Depression: When It’s All in the Family
If depression runs in your family, you can help yourself -- and your children -- identify and cope with the condition.
Researchers are becoming increasingly aware that depression runs in families -- sometimes across multiple generations. If Lynne Boschee were to draw her family tree of depression, for instance, it would branch across three generations to include her father and her brother and his two teen-aged children. On one limb would be Boschee herself, who had postpartum depression. Her 4-year-old son, Jack, doesn’t have the illness, but she worries that his excessive fears and panic attacks spell an anxiety disorder, which experts say is often a childhood precursor to depression.
This multigenerational portrait of depression unsettles others whenever Boschee mentions it. “They don’t know what to say. They change the subject really quickly,” says the 42-year-old communications consultant in Phoenix. Because she believes that her family is genetically vulnerable to depression, she speaks openly to fight the stigma and secrecy, she says. “I think that depression and anxiety run in families, just like heart disease and diabetes.”
Doctors recognize that depression can weave a long thread of despair. “Depression is highly familial,” says Myrna Weissman, PhD, a professor of epidemiology and psychiatry at Columbia University. She began studying depression in families in 1982 and has now tracked three generations of family members with the disorder.
When a parent has depression, a child faces three times the risk of becoming depressed, compared to a child without a depressed parent, Weissman says. If the parent developed the mental illness before age 20, the child’s risk rises four- to fivefold.

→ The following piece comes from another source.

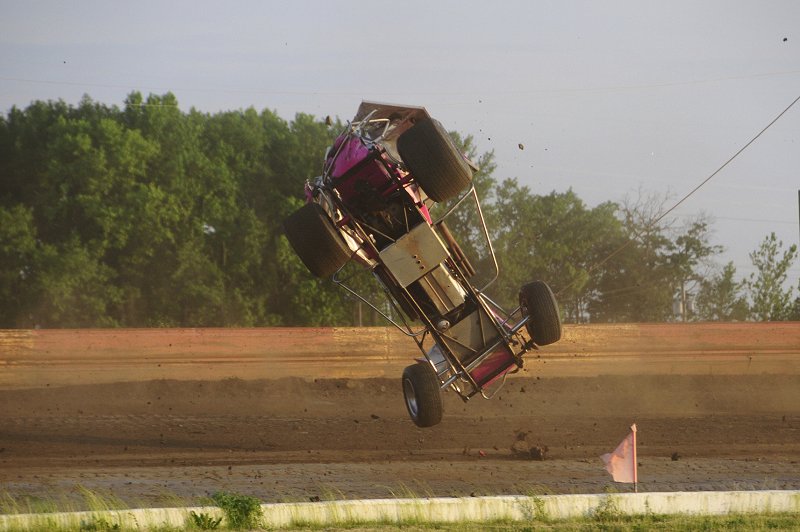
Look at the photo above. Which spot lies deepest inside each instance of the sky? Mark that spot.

“I’m talking about risk,” Weissman says. “Not all kids who have a depressed grandparent get depression. But if you have a depressed grandparent and a depressed parent, your probability of getting depressed is extremely high.”
Depression: Genes or Environment?
Is depression nature or nurture? Most likely, both. Depression is a complex disorder in which both genes and environment probably play a role, Weissman says. So far, research suggests genetic vulnerability that makes some people more likely to develop depression, but scientists haven’t yet found a depression gene.
They are looking for answers among several genes. “They’ve identified areas that are very interesting -- genes of interest,” says Weissman, who is currently conducting a large study on the genetics of early-onset depression.